I was asked by a journalist last week for statistics on trends in life expectancy of Australian men, and in particular, where Australia ranked in the world. So I pulled out our latest life expectancy estimates, published a couple of months ago, and took a look. I also looked at the same rankings from the UN life tables published in World Population Prospects 2012 (released in June 2013). The UN publishes life tables for 5-year periods, such as 2010-2015 (centred on2013), whereas we estimate annual life tables for individual years. The latest year we have released is 2012, but I took our one year projections for 2013 and ranked male life expectancy at birth and age 60 for years 1993 and 2013 to examine changes across two decades.
For life expectancy at birth, Australian men had maintained the same 5th rank in the world across the two decades, with life expectancy in 1993 of 75.2 years and in 2013 of 80.4. The leading countries in 1993 were Iceland, Japan and Sweden whereas by 2013 they had become Switzerland, Iceland and Singapore. Of course, the differences in life expectancy between these countries, measured in a few tenths of a year, are probably within the real uncertainty of these estimates, and not too much can be made of the individual ranking comparisons. For countries where it is older age mortality that is largely determining trends in life expectancy, issues around accuracy of age attribution in death certificates and in population estimates, and the various methods used to construct the final open-ended interval in the life table, mean that there is actually some uncertainty in estimates even for countries with good death registration and census data, and the estimates of difference UN agencies and academic groups may differ in the details.

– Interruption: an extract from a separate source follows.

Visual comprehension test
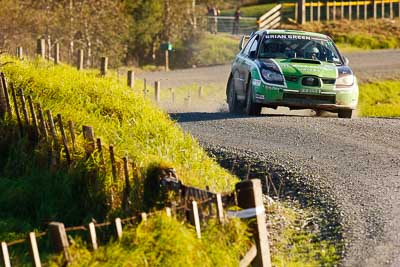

The more important point to make is that the life expectancy at birth of Australian men has increased at just over 2.5 years per decade over the last two decades, or more dramatically, that is equivalent to a gain of just over 6 hours per day. This is almost identical to the frontier life expectancy trend identified by Oeppen and Vaupel (Science 2002), who plotted the highest observed life expectancy at national level over more than 200 years. The frontier trend is contributed by different countries over time, but it is essentially linear with a 2.5 years per decade slope.
What is happening to life expectancy at older ages for Australian men? After all, that is where the action is now. Australia has gone from 9th rank in 1993 (19.7 years) to first rank in 2013 (23.7), just ahead of Switzerland, Israel and Japan. Not that the differences between these three countries are statistically significant. I guess I can be inspired by the fact that I am an Australian (longest life expectancy in the world at age 60) and living in Switzlerland, currently longest life expectancy at birth in the world.
These dramatic trends for Australia reflect substantial reductions in mortality rates for ages above 60, predominantly for heart disease and stroke, that started around mid-1970s (see graph below) and reflect reductions in smoking and improvements in blood pressure and cholesterol control as well as increasing effectiveness of early treatment for heart attacks and stroke.Of course all these statistics are calculated using cross-sectional mortality rates for each age group observed or projected for the year 2013, and the likely average life expectancies of age cohorts alive today will likely be longer because of continuing declines in mortality rates into the future. Perhaps when I have a moment, I’ll do some comparisons of countries using projected cohort rather than period life expectancies.